La pietà popolare interpretò l’avvenimento come un segno di protezione della
Madonna verso il figlio e, estendendo il suo manto protettivo anche sui
positanesi e sui soldati posti di vedetta sulla torre che aveva ripreso la sua
antica funzione di torre di guardia e di difesa da lo nero periglio che vien dal mare, come recitava l’editto angioino
che ordinava la costruzione di una linea di torri di guardia di difesa per
tutte le marine del Regno.
Il siluro col suo carico esplodente e non dirompente come la polvere
nera, mandò in frantumi la maggior parte degli strati di roccia calcarea che formavano
lo scoglio. Il blocco di roccia sul quale era stato murato il pannello con
l’immagine della Madonna, pur franando in mare con tutto il resto, restò
miracolosamente intatto.
Negli anni cinquanta una violenta tempesta di mare abbattutasi sulle nostre
coste fece, durante la notte, rovinare in mare anche il Faraglione Figlio. La
mattina successiva Positano si svegliò orfano di entrambi i faraglioni.
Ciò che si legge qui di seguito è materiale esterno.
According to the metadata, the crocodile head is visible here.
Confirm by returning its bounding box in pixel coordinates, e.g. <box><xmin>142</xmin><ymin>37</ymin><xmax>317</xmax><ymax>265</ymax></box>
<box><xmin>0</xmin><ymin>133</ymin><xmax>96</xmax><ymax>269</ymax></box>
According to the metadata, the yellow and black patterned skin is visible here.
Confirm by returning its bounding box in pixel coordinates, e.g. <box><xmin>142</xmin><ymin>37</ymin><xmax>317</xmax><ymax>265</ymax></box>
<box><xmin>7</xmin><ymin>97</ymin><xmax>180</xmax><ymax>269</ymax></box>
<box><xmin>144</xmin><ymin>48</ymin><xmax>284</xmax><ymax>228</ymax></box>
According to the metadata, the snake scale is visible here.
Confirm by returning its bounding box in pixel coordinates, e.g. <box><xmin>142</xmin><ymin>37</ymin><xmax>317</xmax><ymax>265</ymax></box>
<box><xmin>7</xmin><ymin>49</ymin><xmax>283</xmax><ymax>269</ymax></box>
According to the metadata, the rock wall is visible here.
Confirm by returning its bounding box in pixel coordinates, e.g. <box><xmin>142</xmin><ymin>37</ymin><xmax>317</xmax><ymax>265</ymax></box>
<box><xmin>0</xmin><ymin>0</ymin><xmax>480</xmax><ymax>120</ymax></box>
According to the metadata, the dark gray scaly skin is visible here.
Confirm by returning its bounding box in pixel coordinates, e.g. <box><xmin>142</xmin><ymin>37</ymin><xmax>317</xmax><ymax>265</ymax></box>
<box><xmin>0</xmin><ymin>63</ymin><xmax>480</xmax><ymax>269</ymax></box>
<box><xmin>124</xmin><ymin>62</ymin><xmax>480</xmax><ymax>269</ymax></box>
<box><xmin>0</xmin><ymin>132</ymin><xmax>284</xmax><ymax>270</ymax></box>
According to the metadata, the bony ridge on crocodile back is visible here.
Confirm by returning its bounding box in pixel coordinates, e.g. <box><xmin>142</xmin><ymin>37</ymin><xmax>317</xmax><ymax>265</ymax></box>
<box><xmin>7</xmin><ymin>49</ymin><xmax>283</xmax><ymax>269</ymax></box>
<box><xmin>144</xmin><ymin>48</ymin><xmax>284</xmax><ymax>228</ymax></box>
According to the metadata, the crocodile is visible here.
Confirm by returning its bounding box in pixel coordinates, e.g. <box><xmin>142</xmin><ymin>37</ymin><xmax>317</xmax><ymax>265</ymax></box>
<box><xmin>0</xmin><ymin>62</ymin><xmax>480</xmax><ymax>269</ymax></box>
In questi ultimi tempi sta tornando di moda, come un vecchio ritornello,
l’idea di ricostruire i due faraglioni come
erano e dove erano. Come ho già avuto occasione di dire e ribadire in altre
circostanze questa sarebbe un intervento costoso e non filologicamente
corretto; un’operazione molto più semplice e con costi molto più contenuti,
sarebbe quella di recuperare il solo masso su cui è murata l’effige della
Madonna che ho riportato anche su Positano
la città verticale e trovargli una più consona collocazione. Un posto
d’onore nel museo del viaggio o, meglio ancora, presso la lapide dei caduti sul
sagrato della Chiesa Madre, ad imperitura memoria anche dell’avvenimento
bellico del 2 febbraio del’43 del quale si sta purtroppo, col passare degli
anni, perdendo memoria; dei marinai che in quel tragico e impari scontro
caddero per la patria, e dei tanti positanesi che si adoperarono in quel
frangente.
Cerchiamo tutti insieme di collaborare, nei limiti delle proprie forze,
per realizzare un intervento volto alla salvaguardia e conservazione della
nostra Storia patria. Lo dobbiamo ai nostri padri.
Per questa operazione di recupero, per la quale anche il tempo stringe,
vi è e vi sarà sempre tutta la mia disponibilità, e non solo la mia, tutto il
mio appoggio e tutto il mio impegno per il suo buon fine.
A tutti coloro che volessero saperne di più su quel tragico avvenimento
del 2 febbraio del’43 consiglio il saggio sull’argomento di Giuseppe Sabella
anche lui cultore, storico e amante di Positano.